Genre: Big Beat/Electro/Dubstep/Drum and Bass
Released: September 11, 2015
2011 was an interesting year for pop music: the top 40 was ruled by club dance music, dubstep latched its claws into the mainstream consciousness, and suddenly every piece of music released was contractually obligated feature a bass drop in their C-part. Now that the largest tidal wave of dubstep has passed and the smaller, more superficial fish have been washed ashore, forgotten about and pecked to death by seagulls, we can safely give the stage to the bigger fish with more substance and lasting power. One of those acts is the Grammy-winning, English electronic trio NERO, who have been incubating their sophomore album for the last four years. In a scene where most artist have traded their hearts, brains and most vital organs for wiring and cybernetics that spew out beats based on computer algorithms, the mere presence of the singer Alana Watson gives the band a much-needed air of humanity, raising them above their contemporaries.
Between II Worlds, named as a huge middle finger to people like me who don’t like it when numbers are used as substitute 4 letters, resembles greatly its predecessor, in both good and bad. In fact, it seems as if the band had a session where they whiteboarded their whole debut album, pinned down exactly what worked and what didn’t, and focused on the parts what worked.
But contrary to what one would think, this is not a change only for the better: now something that used to be only the fraction of the scale they showed on their debut has become the whole. The overall soundscape shifted from the heavier dubstep sound towards a slightly more melodic sound and organic feel, drawing influence from the likes of the recent work of Ellie Goulding. As a result their output is much more focused, but also much more repetitive. And while repetition is part of the core idea and aesthetic in electronic dance music, their last album showcased a much more versatile artist than what is served here. With the more focused sound and writing the songs are much harder to tell apart from each other; as a result nothing really stands out. So even though you take any random track from the album, listen to it and find it enjoyable, listening to the album whole way through is borderline arduous. There are no hills or valleys; only a straight line where the only change on the way is that the overall tempo slows down towards the end of the album, culminating on the finishing ballad “Wasted”.

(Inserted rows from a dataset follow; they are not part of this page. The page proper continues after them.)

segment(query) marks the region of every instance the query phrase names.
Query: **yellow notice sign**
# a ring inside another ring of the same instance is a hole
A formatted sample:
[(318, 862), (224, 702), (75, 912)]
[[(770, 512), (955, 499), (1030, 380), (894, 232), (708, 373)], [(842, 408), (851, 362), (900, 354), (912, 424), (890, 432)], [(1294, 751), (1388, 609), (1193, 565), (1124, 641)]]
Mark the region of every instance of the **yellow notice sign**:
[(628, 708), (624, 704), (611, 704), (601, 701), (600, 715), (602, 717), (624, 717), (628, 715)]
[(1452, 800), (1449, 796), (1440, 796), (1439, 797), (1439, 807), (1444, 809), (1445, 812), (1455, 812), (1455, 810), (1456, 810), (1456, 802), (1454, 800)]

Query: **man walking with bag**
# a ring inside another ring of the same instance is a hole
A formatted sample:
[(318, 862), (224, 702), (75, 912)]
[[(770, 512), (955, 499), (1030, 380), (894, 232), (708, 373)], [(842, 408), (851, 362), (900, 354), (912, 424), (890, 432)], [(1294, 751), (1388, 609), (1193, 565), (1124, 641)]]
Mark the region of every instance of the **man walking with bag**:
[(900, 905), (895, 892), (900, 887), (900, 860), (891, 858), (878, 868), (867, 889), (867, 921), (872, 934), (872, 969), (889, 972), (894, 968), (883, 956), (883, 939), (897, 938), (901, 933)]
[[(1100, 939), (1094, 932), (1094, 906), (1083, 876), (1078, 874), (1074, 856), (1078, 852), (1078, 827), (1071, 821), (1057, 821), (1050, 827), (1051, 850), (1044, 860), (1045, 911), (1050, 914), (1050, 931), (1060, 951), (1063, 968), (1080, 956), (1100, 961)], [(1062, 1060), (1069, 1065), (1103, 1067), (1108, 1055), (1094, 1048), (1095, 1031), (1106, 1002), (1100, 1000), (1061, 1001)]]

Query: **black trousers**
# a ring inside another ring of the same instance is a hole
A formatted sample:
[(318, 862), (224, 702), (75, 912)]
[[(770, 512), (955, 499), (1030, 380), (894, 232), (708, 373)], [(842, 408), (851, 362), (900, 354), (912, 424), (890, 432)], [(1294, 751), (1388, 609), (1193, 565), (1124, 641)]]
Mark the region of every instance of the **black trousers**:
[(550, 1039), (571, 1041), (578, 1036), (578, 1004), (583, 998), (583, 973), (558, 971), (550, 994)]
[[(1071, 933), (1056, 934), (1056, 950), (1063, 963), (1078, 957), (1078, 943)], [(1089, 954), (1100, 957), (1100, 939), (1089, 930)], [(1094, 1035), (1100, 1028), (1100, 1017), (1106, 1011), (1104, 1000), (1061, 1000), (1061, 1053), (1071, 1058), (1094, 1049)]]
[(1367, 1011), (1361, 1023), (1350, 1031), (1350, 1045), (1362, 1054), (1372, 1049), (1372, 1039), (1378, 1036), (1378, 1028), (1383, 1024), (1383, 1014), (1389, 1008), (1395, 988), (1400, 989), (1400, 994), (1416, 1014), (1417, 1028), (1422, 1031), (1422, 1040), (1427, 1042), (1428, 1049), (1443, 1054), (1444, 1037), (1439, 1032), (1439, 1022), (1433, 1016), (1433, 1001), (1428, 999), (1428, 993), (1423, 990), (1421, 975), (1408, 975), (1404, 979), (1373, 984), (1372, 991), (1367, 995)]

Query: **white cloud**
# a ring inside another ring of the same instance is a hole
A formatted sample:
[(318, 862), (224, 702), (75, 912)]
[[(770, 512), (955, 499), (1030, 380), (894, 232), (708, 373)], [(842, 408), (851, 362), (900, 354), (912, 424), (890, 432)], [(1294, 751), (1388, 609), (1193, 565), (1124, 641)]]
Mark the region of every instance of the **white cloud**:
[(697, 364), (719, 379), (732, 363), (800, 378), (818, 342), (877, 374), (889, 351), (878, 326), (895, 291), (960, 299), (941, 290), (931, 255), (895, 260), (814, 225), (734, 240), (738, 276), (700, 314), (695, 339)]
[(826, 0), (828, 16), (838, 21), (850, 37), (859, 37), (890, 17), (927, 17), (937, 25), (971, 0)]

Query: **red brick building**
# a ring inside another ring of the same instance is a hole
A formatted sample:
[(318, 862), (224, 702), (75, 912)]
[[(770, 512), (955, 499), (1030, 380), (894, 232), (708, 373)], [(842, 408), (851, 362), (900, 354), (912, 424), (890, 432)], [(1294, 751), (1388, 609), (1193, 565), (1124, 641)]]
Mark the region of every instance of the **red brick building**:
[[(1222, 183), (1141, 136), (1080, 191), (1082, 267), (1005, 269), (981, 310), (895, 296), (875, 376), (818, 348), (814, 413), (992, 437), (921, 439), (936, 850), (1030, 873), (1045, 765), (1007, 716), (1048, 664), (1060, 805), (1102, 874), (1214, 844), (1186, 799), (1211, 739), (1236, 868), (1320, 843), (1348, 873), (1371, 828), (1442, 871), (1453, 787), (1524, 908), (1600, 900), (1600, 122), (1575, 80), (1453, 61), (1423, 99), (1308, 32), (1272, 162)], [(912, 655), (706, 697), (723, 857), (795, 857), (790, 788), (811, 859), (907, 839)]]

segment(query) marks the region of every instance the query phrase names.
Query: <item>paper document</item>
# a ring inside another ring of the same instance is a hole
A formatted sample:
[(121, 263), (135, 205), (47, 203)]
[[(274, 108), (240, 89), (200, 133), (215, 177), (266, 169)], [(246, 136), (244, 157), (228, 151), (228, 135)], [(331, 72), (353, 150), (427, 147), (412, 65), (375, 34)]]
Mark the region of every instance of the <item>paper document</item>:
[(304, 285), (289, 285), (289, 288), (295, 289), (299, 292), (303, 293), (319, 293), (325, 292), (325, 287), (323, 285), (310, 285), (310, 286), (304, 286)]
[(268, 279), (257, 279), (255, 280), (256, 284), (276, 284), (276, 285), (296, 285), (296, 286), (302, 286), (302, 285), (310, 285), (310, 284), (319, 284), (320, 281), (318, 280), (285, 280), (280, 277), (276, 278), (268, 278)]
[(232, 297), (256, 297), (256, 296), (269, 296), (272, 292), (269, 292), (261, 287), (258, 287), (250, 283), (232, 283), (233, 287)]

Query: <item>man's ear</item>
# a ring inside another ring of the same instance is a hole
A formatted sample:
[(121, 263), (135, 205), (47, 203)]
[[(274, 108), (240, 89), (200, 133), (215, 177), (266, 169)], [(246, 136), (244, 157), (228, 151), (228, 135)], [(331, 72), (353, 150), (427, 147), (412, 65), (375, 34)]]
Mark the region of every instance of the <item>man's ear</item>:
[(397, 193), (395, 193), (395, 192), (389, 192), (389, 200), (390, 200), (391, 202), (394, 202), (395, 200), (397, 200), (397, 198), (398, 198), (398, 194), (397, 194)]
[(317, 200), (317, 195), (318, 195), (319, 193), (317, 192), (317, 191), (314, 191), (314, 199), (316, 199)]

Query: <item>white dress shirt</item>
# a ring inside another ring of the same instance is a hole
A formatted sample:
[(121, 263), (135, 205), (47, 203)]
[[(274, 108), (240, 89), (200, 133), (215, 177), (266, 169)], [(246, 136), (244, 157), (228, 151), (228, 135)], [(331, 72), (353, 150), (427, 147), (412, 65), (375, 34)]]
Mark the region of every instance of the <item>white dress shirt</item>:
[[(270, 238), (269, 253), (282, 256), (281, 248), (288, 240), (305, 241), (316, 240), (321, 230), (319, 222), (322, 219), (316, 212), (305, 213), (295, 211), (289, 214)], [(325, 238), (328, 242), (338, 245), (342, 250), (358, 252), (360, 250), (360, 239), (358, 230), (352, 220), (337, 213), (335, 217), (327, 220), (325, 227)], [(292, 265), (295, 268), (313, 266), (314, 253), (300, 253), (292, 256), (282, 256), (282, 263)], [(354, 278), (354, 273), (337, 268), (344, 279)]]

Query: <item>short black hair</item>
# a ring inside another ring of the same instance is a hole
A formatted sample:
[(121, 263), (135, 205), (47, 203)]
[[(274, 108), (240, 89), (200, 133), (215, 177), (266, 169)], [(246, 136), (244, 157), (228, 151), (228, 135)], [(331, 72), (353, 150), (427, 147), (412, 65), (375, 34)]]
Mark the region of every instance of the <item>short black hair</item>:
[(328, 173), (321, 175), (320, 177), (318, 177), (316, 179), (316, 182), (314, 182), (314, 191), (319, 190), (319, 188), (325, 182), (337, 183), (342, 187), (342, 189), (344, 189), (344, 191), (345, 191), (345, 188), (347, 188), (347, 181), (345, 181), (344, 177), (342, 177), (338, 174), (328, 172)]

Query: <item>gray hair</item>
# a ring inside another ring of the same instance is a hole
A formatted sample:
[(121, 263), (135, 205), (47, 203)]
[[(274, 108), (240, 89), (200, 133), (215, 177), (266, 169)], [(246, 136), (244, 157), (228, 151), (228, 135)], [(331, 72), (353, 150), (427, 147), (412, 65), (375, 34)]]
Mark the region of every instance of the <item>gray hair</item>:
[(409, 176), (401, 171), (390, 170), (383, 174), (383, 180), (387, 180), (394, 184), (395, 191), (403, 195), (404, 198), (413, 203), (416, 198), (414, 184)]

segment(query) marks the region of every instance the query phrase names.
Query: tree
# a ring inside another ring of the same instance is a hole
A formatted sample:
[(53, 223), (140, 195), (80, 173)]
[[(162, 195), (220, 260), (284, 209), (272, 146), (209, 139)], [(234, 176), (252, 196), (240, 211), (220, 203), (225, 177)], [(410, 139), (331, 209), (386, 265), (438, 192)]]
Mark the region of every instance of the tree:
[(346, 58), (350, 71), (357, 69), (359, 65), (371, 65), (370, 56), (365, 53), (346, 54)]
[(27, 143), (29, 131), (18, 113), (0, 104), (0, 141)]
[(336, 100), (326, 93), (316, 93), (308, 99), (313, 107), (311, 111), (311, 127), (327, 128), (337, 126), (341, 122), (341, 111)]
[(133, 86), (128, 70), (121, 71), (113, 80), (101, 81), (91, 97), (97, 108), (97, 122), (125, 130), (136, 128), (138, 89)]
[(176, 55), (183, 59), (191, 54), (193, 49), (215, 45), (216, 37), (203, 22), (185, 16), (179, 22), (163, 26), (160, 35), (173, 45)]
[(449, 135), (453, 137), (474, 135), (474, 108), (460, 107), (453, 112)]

Then again, complaining about NERO’s music not working in an album format is sort of like complaining about the lack of plot in a phone book; sure, it might improve the experience, but it’s not really a part of what it was meant for. Most of the tracks on the album will probably do their job better than well on the dance floor. Between II Worlds is no means a bad album, but if the band keeps focusing on smaller fractions as much they do on this record, their next album might be literally one-note.